Past, Present, Future

‘Sometimes it’s the smallest decisions that can change your life forever.’ Keri Russell.

When I began writing this blog, in April 2012, I couldn’t imagine how my life would evolve or that someday, in the not so distant future, I would end up living in New Zealand. This blog started out, literally, as ramblings from my mind, and I like to think that despite the more travel orientated posts that come out these days, my blog generally remains true to it’s name and that you get an insight, still, into how my mind wanders.

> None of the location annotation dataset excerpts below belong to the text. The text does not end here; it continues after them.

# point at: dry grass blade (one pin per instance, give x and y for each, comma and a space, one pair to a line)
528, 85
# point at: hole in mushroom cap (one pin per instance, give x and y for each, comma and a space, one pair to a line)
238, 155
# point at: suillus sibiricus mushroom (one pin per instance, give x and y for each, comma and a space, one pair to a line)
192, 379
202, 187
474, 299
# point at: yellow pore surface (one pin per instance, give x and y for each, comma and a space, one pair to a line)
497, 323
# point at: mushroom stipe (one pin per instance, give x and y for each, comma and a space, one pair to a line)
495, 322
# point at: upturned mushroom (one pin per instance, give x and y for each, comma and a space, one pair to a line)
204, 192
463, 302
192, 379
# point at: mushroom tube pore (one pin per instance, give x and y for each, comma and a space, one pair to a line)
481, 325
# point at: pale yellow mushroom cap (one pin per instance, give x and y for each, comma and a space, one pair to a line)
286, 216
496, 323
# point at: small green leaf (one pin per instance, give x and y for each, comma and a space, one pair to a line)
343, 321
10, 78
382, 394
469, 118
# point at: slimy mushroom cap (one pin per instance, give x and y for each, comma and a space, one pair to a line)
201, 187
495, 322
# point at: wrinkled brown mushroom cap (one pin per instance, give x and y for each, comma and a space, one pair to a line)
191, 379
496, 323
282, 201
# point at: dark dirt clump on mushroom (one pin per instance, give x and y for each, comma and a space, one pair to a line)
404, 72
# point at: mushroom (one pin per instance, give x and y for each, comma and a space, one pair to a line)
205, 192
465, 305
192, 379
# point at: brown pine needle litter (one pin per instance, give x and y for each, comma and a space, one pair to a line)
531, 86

In recent weeks, I have had a period of reflection. I know, that sounds totally hippy-ish and traveller-y and annoying, but it’s true and there’s no other way of putting it! I’ve thought about a lot of things – my past, the choices I’ve made that have brought me to where I am today, my present and, perhaps most of all, my future.

So, my past.

I speak a lot about choices, but I find them so interesting. We are presented with choices every single day, most of them insignificant, like what to have for lunch, but just occasionally, and sometimes without us even realising until later, the decisions we reach from the choices presented to us can change the course of our life forever. I can pinpoint some of the exact moments in time when I made decisions that would, and have, affected my future forever.

The day I decided to quit English at A Level because I didn’t like the teaching style. This led to my focus in geography and environmental science, and so onto my decision to study environmental science at university. If I had liked the teacher and stuck with English, I think I would have gone on to study that at university instead. Even that seemingly small decision at the time changed the degree I wanted to do, which in turn changed which universities I applied for…

I applied to five universities altogether, and visited four of those five. I spent 24+ hours in Norwich, Liverpool and Cardiff and didn’t really warm to any of them. Southampton was the last city / university I visited. We were late arriving because high winds closed the Severn Bridge and we were diverted. I spent three-four hours in the city that day, maximum, and all of that on campus. In those few hours, I made my decision that Southampton was the city / university for me. Just like that. I’d spent much more time at the other universities, seen so much more of the cities, but it turns out that Southampton was the right choice and I spent three happy years there. I am convinced I would not have been so happy anywhere else.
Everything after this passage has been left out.